Vance Publishing became more involved in Internet-related activities by the late 1990s. Vance Internet LLC was founded in 2000 to fund Web-based initiatives in the industries served by Vance publications. For example, the company participated in funding MachineryLink.com, a site where farmers could buy and sell used agricultural equipment. Many of Vance Publishing's magazines made their content available online as well. Drovers, Pork, and Dairy Herd Management began contributing material to DirectAg.com, a website for the agricultural industry.

Several narrowly targeted magazines were founded around the start of the 21st century. Process, started in 2000, was a bimonthly for hair colorists. Closets was launched in 2003 to serve the closet and home organization industry, which was booming at the time. Renew, a new magazine in the salon division that targeted skin care therapists, started being published in 2004. That January, Vance also acquired a group of agricultural reference books published by C&P Press. The most well-known was the Crop Protection Reference, also known as the Greenbook, which offered annually updated information on the usage and specifications of chemicals in agriculture.

Meanwhile, many of Vance's longest-lasting publications were still going strong. Modern Salon was the title with the highest circulation (120,000) and the only magazine that required a paid subscription. The Packer had been joined by the magazines Produce Merchandising, for supermarket retailers, and Produce Concepts, for the foodservice industry. Wood & Wood Products had celebrated its centennial with a retrospective edition in 1996 and had a circulation of 50,000. Drovers continued to be a leader in the beef industry. Vance appeared likely to continue on the steady, specialized and profitable path it had followed for decades.

Principal Divisions: Salon Collection; Industrial Collection; Food Systems Group Collection; Crop Collection; Produce Collection; Decor Collection; Research Services.

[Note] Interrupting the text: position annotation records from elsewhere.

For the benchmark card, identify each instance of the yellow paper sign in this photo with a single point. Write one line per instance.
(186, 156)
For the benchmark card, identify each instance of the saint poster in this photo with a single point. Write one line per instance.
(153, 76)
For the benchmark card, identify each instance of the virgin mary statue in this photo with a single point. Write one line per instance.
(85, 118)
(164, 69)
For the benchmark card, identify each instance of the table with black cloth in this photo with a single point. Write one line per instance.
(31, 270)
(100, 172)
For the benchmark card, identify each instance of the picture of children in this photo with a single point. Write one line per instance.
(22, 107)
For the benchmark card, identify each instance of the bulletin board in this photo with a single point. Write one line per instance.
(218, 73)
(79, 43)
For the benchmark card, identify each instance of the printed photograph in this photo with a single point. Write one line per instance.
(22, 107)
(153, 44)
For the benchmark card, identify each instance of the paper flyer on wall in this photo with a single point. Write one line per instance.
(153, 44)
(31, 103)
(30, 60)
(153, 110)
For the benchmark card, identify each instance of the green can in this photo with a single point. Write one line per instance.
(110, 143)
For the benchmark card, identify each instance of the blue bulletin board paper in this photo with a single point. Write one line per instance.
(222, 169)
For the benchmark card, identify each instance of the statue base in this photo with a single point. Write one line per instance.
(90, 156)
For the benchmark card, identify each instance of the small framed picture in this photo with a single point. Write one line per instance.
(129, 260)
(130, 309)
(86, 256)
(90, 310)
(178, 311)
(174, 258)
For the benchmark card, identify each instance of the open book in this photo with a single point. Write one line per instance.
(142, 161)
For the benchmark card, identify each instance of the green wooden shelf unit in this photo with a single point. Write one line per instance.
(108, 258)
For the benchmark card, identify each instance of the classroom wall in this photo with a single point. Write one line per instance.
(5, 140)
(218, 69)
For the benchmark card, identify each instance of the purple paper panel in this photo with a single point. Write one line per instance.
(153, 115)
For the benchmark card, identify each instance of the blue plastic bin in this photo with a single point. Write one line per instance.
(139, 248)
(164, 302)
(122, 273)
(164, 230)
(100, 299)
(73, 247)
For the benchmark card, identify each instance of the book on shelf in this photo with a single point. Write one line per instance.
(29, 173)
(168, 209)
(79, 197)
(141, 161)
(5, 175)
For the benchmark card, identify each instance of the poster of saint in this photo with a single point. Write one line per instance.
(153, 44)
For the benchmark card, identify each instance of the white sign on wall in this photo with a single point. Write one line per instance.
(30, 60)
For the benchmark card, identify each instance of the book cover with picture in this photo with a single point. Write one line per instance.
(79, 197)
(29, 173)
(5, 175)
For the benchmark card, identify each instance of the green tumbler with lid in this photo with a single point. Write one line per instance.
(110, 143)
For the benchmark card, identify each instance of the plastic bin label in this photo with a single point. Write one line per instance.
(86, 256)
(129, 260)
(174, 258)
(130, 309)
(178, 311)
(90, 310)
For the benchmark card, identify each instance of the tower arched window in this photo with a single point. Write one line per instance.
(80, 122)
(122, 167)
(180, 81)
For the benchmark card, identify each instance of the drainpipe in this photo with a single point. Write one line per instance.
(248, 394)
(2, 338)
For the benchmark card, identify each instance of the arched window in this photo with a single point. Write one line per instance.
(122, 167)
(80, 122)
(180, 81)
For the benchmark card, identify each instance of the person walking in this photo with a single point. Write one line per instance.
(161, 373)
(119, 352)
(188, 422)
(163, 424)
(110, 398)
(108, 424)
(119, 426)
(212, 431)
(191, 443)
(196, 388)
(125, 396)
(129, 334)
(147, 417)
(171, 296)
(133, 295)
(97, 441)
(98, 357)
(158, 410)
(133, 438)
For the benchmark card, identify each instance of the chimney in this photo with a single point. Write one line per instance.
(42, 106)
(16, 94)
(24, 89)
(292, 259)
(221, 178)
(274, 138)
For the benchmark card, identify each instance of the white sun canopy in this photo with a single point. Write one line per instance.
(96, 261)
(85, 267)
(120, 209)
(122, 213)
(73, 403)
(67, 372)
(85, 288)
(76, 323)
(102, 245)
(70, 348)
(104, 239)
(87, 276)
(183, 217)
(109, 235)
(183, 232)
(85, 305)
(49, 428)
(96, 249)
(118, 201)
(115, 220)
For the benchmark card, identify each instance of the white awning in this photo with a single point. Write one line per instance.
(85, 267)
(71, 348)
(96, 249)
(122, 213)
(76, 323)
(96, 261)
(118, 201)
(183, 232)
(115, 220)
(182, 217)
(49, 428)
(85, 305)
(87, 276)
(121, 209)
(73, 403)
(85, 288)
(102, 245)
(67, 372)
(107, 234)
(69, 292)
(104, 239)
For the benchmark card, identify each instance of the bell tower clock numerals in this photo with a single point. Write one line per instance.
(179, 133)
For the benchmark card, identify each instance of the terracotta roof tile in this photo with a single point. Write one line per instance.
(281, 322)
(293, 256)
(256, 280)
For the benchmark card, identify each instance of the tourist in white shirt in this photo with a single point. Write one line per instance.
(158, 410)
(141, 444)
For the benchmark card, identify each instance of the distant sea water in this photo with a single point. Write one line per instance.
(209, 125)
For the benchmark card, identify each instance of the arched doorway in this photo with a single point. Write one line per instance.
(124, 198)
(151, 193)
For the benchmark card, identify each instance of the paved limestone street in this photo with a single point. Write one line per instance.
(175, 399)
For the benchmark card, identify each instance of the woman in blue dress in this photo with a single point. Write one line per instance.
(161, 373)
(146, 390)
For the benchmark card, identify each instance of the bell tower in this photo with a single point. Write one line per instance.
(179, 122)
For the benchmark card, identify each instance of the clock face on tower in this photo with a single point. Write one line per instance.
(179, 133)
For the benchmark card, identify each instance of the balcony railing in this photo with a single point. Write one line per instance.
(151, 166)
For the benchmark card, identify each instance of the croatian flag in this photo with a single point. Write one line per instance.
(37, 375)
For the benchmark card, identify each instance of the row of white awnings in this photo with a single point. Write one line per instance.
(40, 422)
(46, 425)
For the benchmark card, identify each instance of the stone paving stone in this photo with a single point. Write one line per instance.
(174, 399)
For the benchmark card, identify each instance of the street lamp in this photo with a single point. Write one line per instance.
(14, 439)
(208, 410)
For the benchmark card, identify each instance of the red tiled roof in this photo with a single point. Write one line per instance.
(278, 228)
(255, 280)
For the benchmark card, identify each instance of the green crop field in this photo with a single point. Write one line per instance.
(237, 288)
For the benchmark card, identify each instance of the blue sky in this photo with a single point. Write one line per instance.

Principal Competitors: Penton Media Inc.; Fairchild Publications Inc.; Farm Journal Media; Hanley-Wood LLC; Primedia Inc.

Further Reading:

  • Blankenhorn, Dana, "Vance Mines New Business Model," Business Marketing, December 1, 1998, p. 8.
  • Christianson, Rich, "The Story of Wood, Wood Products and Wood & Wood Products," Wood & Wood Products (Centennial Edition), 1996, pp. 23-34.
  • Conner, Charles, "Illinois Firm to Buy Little Publications," Commercial Appeal, July 20, 1995, p. B8.
  • Cyr, Diane, "High on the Hog," Folio's Publishing News, June 15, 1992, p. 21.
  • Heise, Kenan, "Herbert A. Vance, 89," Chicago Tribune, November 10, 1990, p. 20.
  • Lazarus, George, "Publisher to Buy 2 Farm Magazines," Chicago Tribune, June 19, 1992, p. 4.
  • Mayk, Gary, "Reading Salon Products Distributor Helps Turn Hairdressers into Managers--and Customers," Eastern Pennsylvania Business Journal, June 27, 1994, p. 2.
  • O'Donnell, Maureen, "The Whole Hog," Adweek's Marketing Week, May 22, 1989, p. BM34.
  • Sweet, Neesa, "A Trio Cooks up Profits with the Spice of Life," Advertising Age, May 16, 1983, pp. 34-36.
  • "Vance Adds C&P's Ag Chemical Desk References to Its Six-Title Crop Collection," MIN's B-to-B, February 2, 2004, p. 1.
  • "Vance Internet Formed," Dairy Herd Management, October 2000, p. 32.
  • "Vance Publishing to Launch Closets," Wood & Wood Products, July 2003, p. 16.
  • "Vance Sells Troubled BRDP Expo," Chilton's Hardware Age, June 1994, p. 22.
  • Warren, James, "William Vance Reaches for Narrow Audiences," Chicago Tribune, February 3, 1988, p. 3.